How DAAs have changed the therapeutic landscape for hepatitis C

The hepatitis C virus (HCV) is a member of the flavivirus family of RNA viruses and initiates an immune response in the liver which can cause chronic liver disease including cirrhosis, decompensated liver disease, liver cancer and death. HCV is a blood-borne virus, with 80% of prevalent cases and 90% of new cases in Australia acquired via injecting drug use. There is a low risk (~5%) of vertical and sexual transmission of HCV. Additional risks of transmission arise from unsafe needles used for tattooing, piercings or vaccinations and receiving contaminated blood from blood transfusions that took place overseas or in Australia before 1990.

There are 6 genotypes of HCV and numerous subtypes but in Australia over 90% of cases are caused by HCV 1a and 1b (54% prevalence) and HCV 3a (37% prevalence). Approximately ~230,470 people are living with chronic hepatitis C in Australia and it is estimated that ~23,000 of those are living in WA. HCV infection has significant morbidity and mortality however prior to the availability of DAAs less than 2% of affected Australians were receiving treatment.

Treating Hepatitis C
Previously, interferon (IFN)-based therapies were the standard care however numerous problems including toxicity, a prolonged treatment course (24-48 weeks) and a low cure rate are believed to have contributed to the low rate of treatment uptake. However, over the last 10-15 years the therapeutic landscape has changed and nowadays direct acting antivirals (DAAs) are the treatment of choice for HCV infection. These new generation DAAs are more effective (>90% cure rate), are orally administrated tablets so easier to take, have a shorter treatment duration time (8-12 weeks in most cases) and are better tolerated with few or usually minimal side effects.

DAAs target various non-structural (NS) viral proteins that are involved in the HCV lifecycle to disrupt viral replication and infection. These proteins and are categorised into four classes depending on their mechanism of action and therapeutic target:

  • Non-structural proteins 3/4A (NS3/4A) protease inhibitors
  • NS5B nucleoside polymerase inhibitors (NPIs)
  • NS5B non-nucleoside polymerase inhibitors (NNPIs)
  • NS5A inhibitors

From March 2016 the Australian government started funding DAA treatment for anyone with hepatitis C regardless of liver disease stage and since January 2017 a number of DAAs are available on the Pharmaceutical Benefits Scheme (PBS) including:

  • Daklinza® (daclatasvir)
  • Harvoni® (sofosbuvir + ledipasvir)
  • Ibavyr® (ribavirin)
  • Sovaldi® (sofosbuvir)
  • Viekira Pak® (paritaprevir + ritonavir + ombitasvir + dasabuvir)
  • Viekira Pak RBV® (paritaprevir + ritonavir + ombitasvir + dasabuvir + ribavirin)
  • Zepatier (grazoprevir + elbasvir)

Following clinical assessment, these medications are used either independently or in combination and generally means IFN-free treatment for most people.
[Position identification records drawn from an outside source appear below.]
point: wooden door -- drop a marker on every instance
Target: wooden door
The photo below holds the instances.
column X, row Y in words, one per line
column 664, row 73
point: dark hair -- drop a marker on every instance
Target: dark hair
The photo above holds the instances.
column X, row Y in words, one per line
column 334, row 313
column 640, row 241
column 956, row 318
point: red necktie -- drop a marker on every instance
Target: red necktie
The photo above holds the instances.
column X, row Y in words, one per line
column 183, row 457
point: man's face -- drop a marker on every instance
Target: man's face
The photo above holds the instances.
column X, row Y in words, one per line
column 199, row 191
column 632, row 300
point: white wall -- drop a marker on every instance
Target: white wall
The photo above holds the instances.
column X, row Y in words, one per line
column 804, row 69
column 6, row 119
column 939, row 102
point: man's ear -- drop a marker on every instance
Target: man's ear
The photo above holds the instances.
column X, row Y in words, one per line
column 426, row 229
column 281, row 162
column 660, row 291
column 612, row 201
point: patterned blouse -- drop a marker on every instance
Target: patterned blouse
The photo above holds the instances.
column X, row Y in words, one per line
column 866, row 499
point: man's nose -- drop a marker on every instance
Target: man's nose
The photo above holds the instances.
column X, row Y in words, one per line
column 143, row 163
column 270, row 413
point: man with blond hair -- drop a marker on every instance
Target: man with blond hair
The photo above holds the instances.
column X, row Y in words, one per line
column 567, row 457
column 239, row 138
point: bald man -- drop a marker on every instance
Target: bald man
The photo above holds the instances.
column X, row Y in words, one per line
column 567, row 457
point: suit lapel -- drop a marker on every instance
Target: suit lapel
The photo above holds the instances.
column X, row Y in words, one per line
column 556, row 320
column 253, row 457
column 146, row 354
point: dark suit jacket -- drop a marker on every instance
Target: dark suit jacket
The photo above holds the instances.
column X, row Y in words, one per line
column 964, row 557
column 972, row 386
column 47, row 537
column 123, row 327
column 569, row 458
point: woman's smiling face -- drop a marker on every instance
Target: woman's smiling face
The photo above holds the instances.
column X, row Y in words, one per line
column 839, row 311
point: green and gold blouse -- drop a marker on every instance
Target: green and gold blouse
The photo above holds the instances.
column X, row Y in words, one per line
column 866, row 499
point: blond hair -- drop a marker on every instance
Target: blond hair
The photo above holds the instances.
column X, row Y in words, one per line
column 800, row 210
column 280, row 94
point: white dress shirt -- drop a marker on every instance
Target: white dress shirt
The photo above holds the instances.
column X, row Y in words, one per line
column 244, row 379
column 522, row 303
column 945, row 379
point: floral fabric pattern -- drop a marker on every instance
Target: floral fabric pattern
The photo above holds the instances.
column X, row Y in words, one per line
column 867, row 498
The combination of DAAs required depends on the individual and includes factors such as HCV genotype, prior treatment, whether they have developed liver cirrhosis, medications and co-morbidities.
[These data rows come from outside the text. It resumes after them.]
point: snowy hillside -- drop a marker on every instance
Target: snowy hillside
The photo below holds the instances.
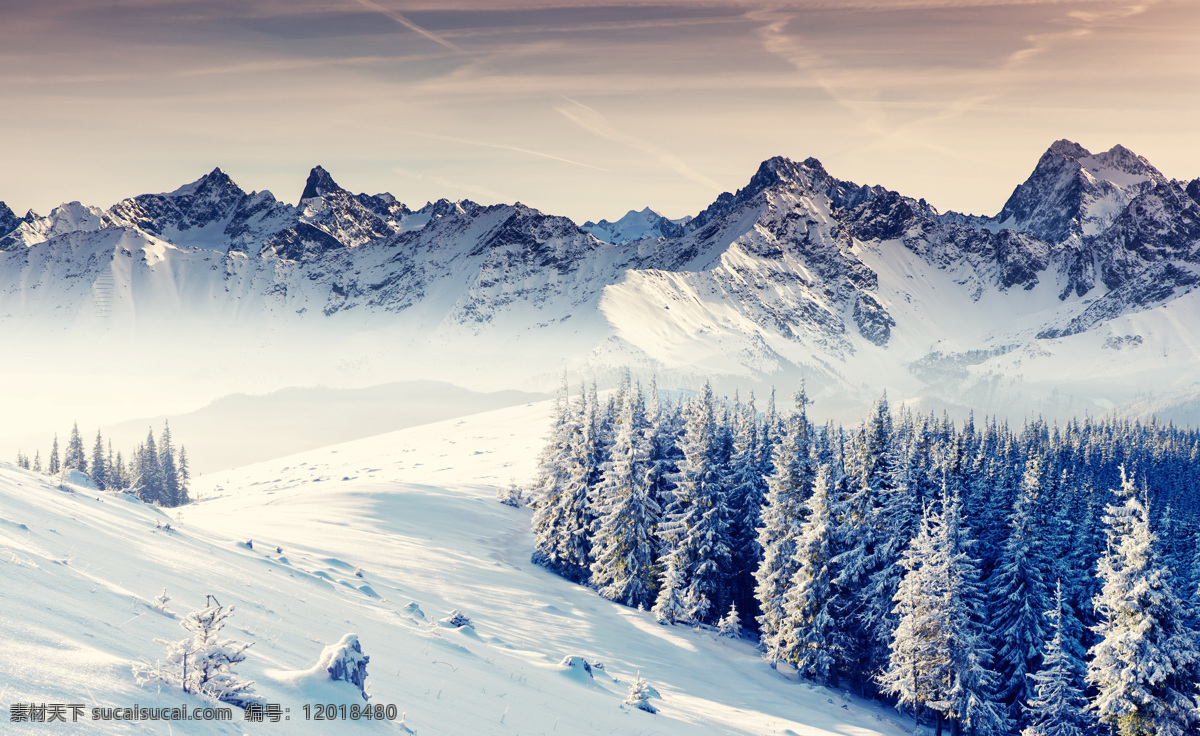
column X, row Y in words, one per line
column 382, row 538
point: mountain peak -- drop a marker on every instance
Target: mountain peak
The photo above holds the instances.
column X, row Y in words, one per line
column 1067, row 148
column 319, row 184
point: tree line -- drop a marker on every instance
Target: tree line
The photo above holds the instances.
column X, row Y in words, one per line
column 155, row 472
column 1042, row 581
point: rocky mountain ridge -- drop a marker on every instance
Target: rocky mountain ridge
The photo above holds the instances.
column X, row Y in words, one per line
column 795, row 271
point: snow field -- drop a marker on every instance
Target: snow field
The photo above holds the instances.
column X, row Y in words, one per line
column 346, row 539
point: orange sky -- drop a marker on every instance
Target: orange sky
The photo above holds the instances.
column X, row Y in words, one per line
column 583, row 109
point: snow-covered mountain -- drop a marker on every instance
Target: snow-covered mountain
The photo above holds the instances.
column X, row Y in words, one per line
column 636, row 226
column 1077, row 295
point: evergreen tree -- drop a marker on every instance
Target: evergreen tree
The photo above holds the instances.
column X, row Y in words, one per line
column 696, row 524
column 1145, row 665
column 75, row 455
column 148, row 473
column 172, row 490
column 1057, row 707
column 562, row 519
column 669, row 608
column 940, row 653
column 787, row 488
column 54, row 467
column 624, row 566
column 99, row 467
column 1020, row 591
column 185, row 473
column 731, row 624
column 808, row 636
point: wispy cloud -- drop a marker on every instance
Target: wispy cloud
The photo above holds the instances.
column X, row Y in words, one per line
column 597, row 124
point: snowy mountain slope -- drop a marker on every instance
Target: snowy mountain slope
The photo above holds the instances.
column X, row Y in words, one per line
column 797, row 274
column 414, row 513
column 633, row 226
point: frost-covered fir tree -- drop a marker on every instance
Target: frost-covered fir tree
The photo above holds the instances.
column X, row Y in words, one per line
column 624, row 546
column 748, row 489
column 148, row 472
column 172, row 490
column 730, row 626
column 203, row 663
column 696, row 525
column 669, row 608
column 1020, row 592
column 940, row 653
column 75, row 456
column 99, row 466
column 898, row 519
column 1057, row 706
column 787, row 489
column 53, row 466
column 1147, row 662
column 562, row 519
column 808, row 633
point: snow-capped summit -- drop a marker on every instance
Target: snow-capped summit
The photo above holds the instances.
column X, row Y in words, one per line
column 9, row 220
column 319, row 184
column 67, row 217
column 1074, row 193
column 635, row 226
column 796, row 271
column 196, row 214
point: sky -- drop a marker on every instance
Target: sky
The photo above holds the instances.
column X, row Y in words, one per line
column 583, row 109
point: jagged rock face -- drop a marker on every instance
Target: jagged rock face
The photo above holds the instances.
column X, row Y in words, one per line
column 64, row 219
column 9, row 221
column 635, row 226
column 795, row 265
column 1073, row 193
column 210, row 199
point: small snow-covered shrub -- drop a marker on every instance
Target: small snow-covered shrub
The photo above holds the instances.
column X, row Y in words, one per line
column 730, row 626
column 346, row 662
column 640, row 694
column 510, row 496
column 457, row 620
column 202, row 663
column 160, row 603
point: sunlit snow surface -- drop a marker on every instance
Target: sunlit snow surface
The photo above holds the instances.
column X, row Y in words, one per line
column 414, row 513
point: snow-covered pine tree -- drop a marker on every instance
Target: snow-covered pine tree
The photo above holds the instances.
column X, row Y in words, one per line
column 148, row 472
column 203, row 663
column 870, row 478
column 696, row 525
column 99, row 466
column 808, row 634
column 54, row 467
column 748, row 488
column 669, row 608
column 562, row 519
column 185, row 472
column 939, row 652
column 787, row 488
column 898, row 520
column 172, row 490
column 916, row 666
column 75, row 456
column 730, row 626
column 1020, row 592
column 1147, row 660
column 624, row 550
column 1057, row 707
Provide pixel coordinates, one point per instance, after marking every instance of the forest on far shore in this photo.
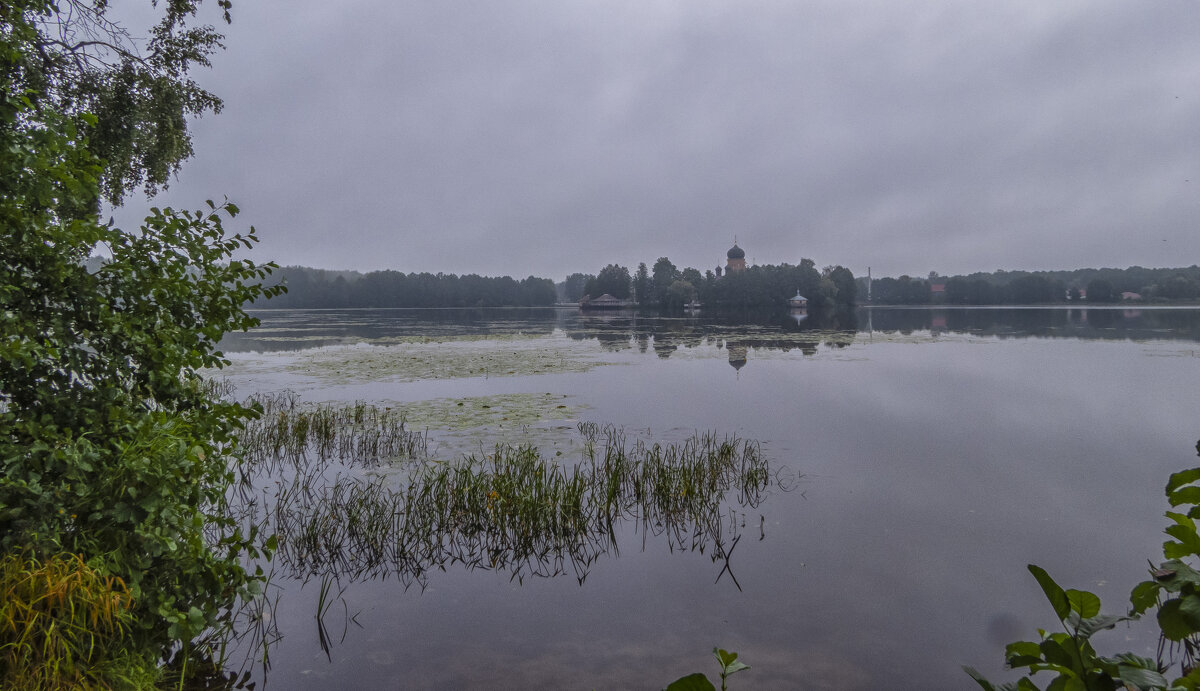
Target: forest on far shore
(1103, 286)
(665, 286)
DAA treatment may reduce liver transplants
Hepatitis C has been a leading indication for liver transplantation in both Europe and the US over recent years. Early evidence presented at the 2016 AASLD Liver Meeting suggests that DAA treatment for hepatitis C is reducing the need for liver transplants by slowing or halting liver disease progression. One study of the impact of DAA treatment on liver transplant waiting lists showed a statistically significant decrease of 32% in the rate of liver transplant wait-listing for HCV complicated by decompensated cirrhosis in the era of DAA therapy compared to the interferon era.

New safety issues for Hep C antivirals
The Institute for Safe Medication Practices (ISMP) reviewed MedWatch reports from the Food and Drug Administration (FDA) and examined the emerging risks DAAs for triggering liver failure. The ISMP reviewed the most recent 12 months' FDA adverse event reporting system (FAERS) data and found that although HCV was suppressed to undetectable levels in most patients, globally there were 524 reported cases of liver failure associated with DAAs, 1,058 reports of severe liver injury and a further 761 cases where the adverse event was antiviral failure against the targeted virus. The FDA also identified 24 cases of hepatitis B reactivation, with three of the patients experiencing liver failure. This finding prompted the FDA to announce that they were adding a warning to the DAA packaging.